An "Angel" fights for the sickest patients-and their families

An "Angel" fights for the sickest patients–and their families

Not only has Intensive Care Unit nurse Angela Escobar been at the very front lines in the fight against COVID, her compassion for her patients–and one patient in particular–has led her further, to a significant change in hospital policy.

It was the early days of COVID–March 2020–and Angela had just returned from a three week absence to find the place she worked–Martin Luther King, Jr. Community Hospital–transformed by COVID.

“It was like a war situation,” Angela, 43, recalls. “We were still trying to figure out how to wear PPE (personal protective equipment), we didn’t know that much about the virus yet and all the staff were scared about getting sick. We felt like we were fighting for both our patients’ lives and our own.  

“I was so, so scared…I have two little ones and no family. What would happen to them if something happened to me?”

Then came the personal trauma of caring for terminal patients.  

“So many died, despite everything we did to help them,” Angela recalls. “It was incredibly stressful.”

Compounding the stress was the loneliness of COVID. Early on in the outbreak, hospitals restricted visitors in order to slow the spread of the virus.  The end result was that nurses like Angela became the only people critically-ill patients saw on a daily basis, other than the once-a-day call with their families.


“It’s such a sad virus,” said Angela. “You are the only person they see. You build a relationship with them. They depend on you–they express their feelings and their fears. You are in the room when they cry with their family members during a remote call. And then you see them start to decline. They die by themselves and you are the only one with them.”

“This virus asks a lot from the nurses. We are human beings just like everyone else.”

Things came to a head for Angela when a mother lay dying in the hospital, her 18 year old daughter unable to visit her during her last moments. For Angela, who had nursed this patient from the start, the parallels with her own story were poignant.  

Angela, an only child, had lost her beloved mother ten years earlier.
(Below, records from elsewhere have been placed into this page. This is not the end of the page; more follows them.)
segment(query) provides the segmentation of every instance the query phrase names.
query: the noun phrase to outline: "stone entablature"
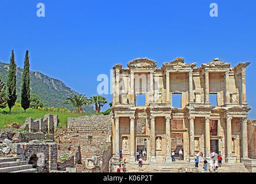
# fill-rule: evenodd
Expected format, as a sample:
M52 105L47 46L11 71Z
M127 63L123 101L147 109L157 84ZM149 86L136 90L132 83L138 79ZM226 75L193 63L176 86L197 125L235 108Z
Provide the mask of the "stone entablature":
M212 151L218 151L229 163L247 158L247 121L251 108L246 102L245 67L249 64L231 68L231 63L216 58L197 68L196 63L190 64L177 57L160 68L146 58L130 62L128 68L115 65L113 155L124 150L125 137L129 149L124 155L131 162L135 161L136 150L145 147L151 162L170 162L171 151L177 153L180 148L187 161L193 162L197 151L207 159ZM175 94L181 94L179 108L172 106ZM212 94L216 95L216 106L210 103ZM144 106L137 105L140 94L145 95ZM136 127L141 122L145 125L140 134ZM173 123L179 128L174 128Z

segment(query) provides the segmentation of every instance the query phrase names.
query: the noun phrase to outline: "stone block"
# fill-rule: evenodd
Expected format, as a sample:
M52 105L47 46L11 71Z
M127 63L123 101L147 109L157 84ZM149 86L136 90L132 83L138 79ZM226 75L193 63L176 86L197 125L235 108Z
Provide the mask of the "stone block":
M10 144L11 151L14 154L24 154L25 153L25 149L23 145L18 143L13 143Z
M66 167L66 171L67 172L77 172L77 168L76 167Z

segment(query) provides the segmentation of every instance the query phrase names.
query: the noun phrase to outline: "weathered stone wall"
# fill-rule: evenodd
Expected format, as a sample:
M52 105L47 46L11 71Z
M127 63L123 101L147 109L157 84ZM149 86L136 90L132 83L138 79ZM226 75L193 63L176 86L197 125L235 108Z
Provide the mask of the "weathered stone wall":
M8 139L13 143L21 143L33 140L54 140L53 134L45 134L42 133L27 133L13 131L12 129L6 129L0 132L0 143L5 139Z
M81 162L96 156L100 167L110 159L109 147L112 142L112 125L110 115L91 115L67 118L67 135L59 136L59 143L80 144ZM103 158L103 155L104 158ZM104 160L107 158L107 160ZM105 171L105 168L103 169Z
M37 118L34 121L32 117L26 119L22 125L23 129L31 132L41 132L48 133L54 133L58 126L58 115L46 114L44 118Z
M256 159L256 120L249 120L247 129L249 157Z

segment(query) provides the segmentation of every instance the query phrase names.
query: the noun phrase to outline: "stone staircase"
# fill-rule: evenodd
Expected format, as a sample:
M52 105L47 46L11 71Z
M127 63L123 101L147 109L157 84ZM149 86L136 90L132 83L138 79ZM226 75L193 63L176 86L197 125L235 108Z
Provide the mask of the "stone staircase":
M126 163L125 168L126 172L180 172L181 168L185 172L201 172L203 168L203 163L199 163L198 168L195 167L194 164L190 163L183 160L177 160L167 163L150 163L144 161L142 167L139 167L138 163ZM208 170L206 172L209 172ZM219 168L218 172L249 172L249 170L243 163L237 163L234 164L223 163L221 167Z
M0 172L36 172L32 167L22 157L0 158Z

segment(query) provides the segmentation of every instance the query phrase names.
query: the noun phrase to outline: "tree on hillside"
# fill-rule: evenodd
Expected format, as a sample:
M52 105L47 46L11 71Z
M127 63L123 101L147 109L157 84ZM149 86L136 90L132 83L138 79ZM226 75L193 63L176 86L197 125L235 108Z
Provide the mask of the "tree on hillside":
M30 95L29 108L37 109L38 107L43 108L44 104L40 97L35 94L32 93Z
M0 76L0 108L5 108L7 106L7 96L5 83L2 80L2 76Z
M30 105L29 57L28 56L28 51L26 51L26 56L25 56L21 91L21 106L26 112L26 109L29 108Z
M7 103L9 108L9 113L12 113L12 108L14 106L17 99L16 95L16 70L17 66L14 60L14 53L12 51L12 56L10 59L10 65L7 78L7 93L8 99Z
M105 104L106 104L108 102L107 102L107 99L101 96L99 97L99 102L98 102L98 112L100 113L100 109L103 107Z
M76 109L76 113L82 113L82 106L89 104L90 100L85 97L85 95L80 94L79 95L70 95L67 98L63 104L70 104Z

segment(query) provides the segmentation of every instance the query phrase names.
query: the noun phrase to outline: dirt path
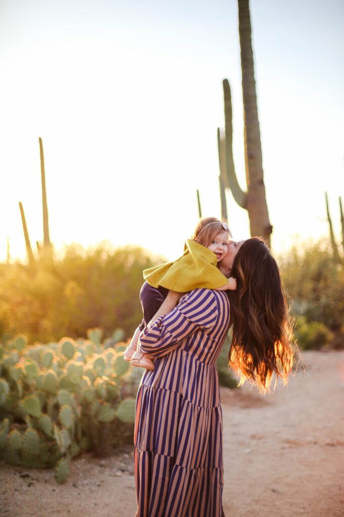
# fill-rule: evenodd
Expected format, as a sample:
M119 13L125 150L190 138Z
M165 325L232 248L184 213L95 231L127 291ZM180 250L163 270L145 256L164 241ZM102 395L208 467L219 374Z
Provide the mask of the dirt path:
M226 517L344 516L344 352L303 357L306 373L273 395L221 389ZM74 460L61 485L52 471L0 467L2 516L135 514L131 448Z

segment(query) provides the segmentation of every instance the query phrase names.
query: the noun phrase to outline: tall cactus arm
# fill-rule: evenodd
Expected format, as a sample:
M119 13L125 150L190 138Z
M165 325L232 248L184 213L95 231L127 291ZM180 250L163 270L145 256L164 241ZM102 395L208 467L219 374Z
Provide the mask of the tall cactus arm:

Now she was a mother herself of two small children.

“It made me think of me and my mom,” Angela recalls. “I would want to be with her to the very end, and so do the families here in South LA.”

She understood the pain of the patient’s young daughter–and took that pain and her voice to the head of the ICU nursing unit, Anahiz Correa. Correa heard Angela  and advocated for a change in hospital policy to allow family members to visit their loved ones during end of life situations.

“The change was immensely important for patients and their families,” said Correa. “But it was also important for the nurses who care for them because they saw that their patients would not be alone at the end.”  

Because of her empathy, Angela has been nominated by her manager to participate in a Univision and Hyundai competition to give away a new car to an employee at a local hospital.

Whether she wins or loses, Angela says that the whole experience of COVID has made her a better nurse.

“It’s such an intense experience,” she said. “You become more compassionate and more aware that it could be you lying in that hospital bed.”

The thought of leaving her own daughters motherless haunts her, but Angela loves nursing and is determined to do her job.

“I don’t know what’s going to happen to me if I have to go into the ICU,” said Angela. “I ask God and my mom to protect me. But I feel lucky that I work in a place that listens to its staff, provides us with what we need to do our jobs safely, and makes changes for the right reasons. I know that we are making a huge difference for our patients and their families.”